Thursday, January 2, 2014

How Bad Has It Gotten?



Read this:

The Vatican felt compelled on Tuesday to deny that Pope Francis had "abolished sin", after a well-known Italian intellectual wrote that he had effectively done so through his words and gestures.

The singular exchange began on Sunday when Eugenio Scalfari, an atheist who writes opinion pieces for the left-leaning La Repubblica newspaper, published an article titled "Francis' Revolution: He has abolished sin".

Scalfari, who held a long private conversation with the pope earlier this year and wrote about it several times, concluded in the complex, treatise-like article that Francis believed sin effectively no longer existed because God's mercy and forgiveness were "eternal".

Vatican spokesman Father Federico Lombardi told Vatican Radio that "this affirmation that the pope has abolished sin" was wrong.

"Those who really follow the pope daily know how many times he has spoken about sin and our (human) condition as sinners," Lombardi said.

Now read it again. Really.

We've mentioned before Mr. Scalfari's problems with truth. Consider how much drool the secular world has expended wanting this kind of stuff to be factual. The very idea that anyone would even contemplate a pope "abolishing sin" demonstrates just how far the Father of Lies has sunk his teeth into the world. That, or how stupid media types can be.
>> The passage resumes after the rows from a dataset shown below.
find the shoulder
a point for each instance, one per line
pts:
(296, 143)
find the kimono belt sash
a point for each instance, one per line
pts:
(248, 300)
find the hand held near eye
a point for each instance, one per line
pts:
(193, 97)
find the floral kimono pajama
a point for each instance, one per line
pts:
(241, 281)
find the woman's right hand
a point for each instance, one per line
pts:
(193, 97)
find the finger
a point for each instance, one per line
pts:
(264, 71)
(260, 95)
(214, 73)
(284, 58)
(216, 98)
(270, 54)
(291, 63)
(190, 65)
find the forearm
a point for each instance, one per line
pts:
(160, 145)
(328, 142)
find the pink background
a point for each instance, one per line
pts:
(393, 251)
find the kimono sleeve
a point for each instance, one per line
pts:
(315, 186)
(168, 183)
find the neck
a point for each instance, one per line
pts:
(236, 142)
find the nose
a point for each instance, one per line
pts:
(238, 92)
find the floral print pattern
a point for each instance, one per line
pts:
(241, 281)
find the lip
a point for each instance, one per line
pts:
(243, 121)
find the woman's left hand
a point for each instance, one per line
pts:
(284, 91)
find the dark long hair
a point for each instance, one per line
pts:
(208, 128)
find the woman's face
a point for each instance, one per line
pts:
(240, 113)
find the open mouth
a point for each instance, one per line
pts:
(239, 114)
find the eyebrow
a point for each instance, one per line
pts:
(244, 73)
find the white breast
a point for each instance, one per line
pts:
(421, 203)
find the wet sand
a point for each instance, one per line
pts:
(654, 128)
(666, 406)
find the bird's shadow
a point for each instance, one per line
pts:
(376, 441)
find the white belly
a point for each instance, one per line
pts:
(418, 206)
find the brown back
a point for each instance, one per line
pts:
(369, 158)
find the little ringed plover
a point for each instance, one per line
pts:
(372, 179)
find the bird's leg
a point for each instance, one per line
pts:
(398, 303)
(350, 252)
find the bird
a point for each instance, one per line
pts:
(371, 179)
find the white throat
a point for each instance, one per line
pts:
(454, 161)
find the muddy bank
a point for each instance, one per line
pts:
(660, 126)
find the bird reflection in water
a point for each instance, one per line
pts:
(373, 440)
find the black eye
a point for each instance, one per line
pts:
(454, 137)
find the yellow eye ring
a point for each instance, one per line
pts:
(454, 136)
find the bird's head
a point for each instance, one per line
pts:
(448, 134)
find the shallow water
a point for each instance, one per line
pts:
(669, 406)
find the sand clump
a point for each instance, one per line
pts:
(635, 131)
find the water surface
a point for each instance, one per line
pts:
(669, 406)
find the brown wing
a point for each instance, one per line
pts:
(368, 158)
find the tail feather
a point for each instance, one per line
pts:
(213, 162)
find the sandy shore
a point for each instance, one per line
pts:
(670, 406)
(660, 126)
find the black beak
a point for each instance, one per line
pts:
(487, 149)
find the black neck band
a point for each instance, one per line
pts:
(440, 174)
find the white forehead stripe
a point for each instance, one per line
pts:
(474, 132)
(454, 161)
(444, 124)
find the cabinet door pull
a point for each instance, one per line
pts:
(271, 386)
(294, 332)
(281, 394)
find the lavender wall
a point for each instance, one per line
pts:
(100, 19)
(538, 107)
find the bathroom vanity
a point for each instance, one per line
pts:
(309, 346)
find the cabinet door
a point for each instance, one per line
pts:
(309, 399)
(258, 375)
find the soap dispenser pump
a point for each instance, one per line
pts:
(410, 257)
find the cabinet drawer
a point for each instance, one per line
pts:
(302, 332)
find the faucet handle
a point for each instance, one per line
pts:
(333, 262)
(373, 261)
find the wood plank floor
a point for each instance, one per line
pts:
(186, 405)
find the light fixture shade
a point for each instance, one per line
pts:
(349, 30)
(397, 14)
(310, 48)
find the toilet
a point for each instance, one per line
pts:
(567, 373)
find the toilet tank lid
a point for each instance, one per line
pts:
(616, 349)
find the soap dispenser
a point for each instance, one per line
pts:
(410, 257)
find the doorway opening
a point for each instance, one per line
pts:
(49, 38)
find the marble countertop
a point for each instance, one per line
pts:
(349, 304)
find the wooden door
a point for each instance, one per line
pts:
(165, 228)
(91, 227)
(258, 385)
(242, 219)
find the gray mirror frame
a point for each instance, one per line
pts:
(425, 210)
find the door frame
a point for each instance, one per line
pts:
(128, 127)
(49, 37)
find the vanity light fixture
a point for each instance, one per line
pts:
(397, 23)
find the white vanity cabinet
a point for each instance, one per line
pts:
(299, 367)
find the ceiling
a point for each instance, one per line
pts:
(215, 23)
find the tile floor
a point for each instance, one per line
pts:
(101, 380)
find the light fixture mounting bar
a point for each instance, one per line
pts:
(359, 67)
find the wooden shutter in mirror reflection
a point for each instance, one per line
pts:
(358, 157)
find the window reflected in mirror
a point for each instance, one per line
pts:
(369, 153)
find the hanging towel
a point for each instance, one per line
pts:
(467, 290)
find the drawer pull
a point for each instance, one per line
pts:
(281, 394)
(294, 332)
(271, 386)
Or maybe a little of both.

Still, how far have the guardians of the Magisterium fallen when people who would suggest that sin was abolished can even be taken seriously, rather than openly mocked?

2 comments:

Turgonian said...

Mockery of others requires a certain easy confidence, bordering on self-complacency, that contemporary churchmen do not often allow themselves to indulge in -- especially those who have an important PR function.

Maybe just as well.

Throwback said...

Let me be clear. I'm not necessarily talking about churchmen doing the mocking.

When a guy like Scalfari comes out with the claim that the Pope, of all people, has "abolished sin," everyone from Dan Rather to Rowan to Jack Chick should like up to make fun of him. It's such a ridiculous claim that nobody should be able to take it seriously.

The only reason anyone can take it seriously is that so many who have the job of protecting the Church's teachings have insinuated or outright declared (Winnipeg Statement, Cardinal Martini, now Cardinal Marx- eg) that said teachings are meaningless or apt to be reversed.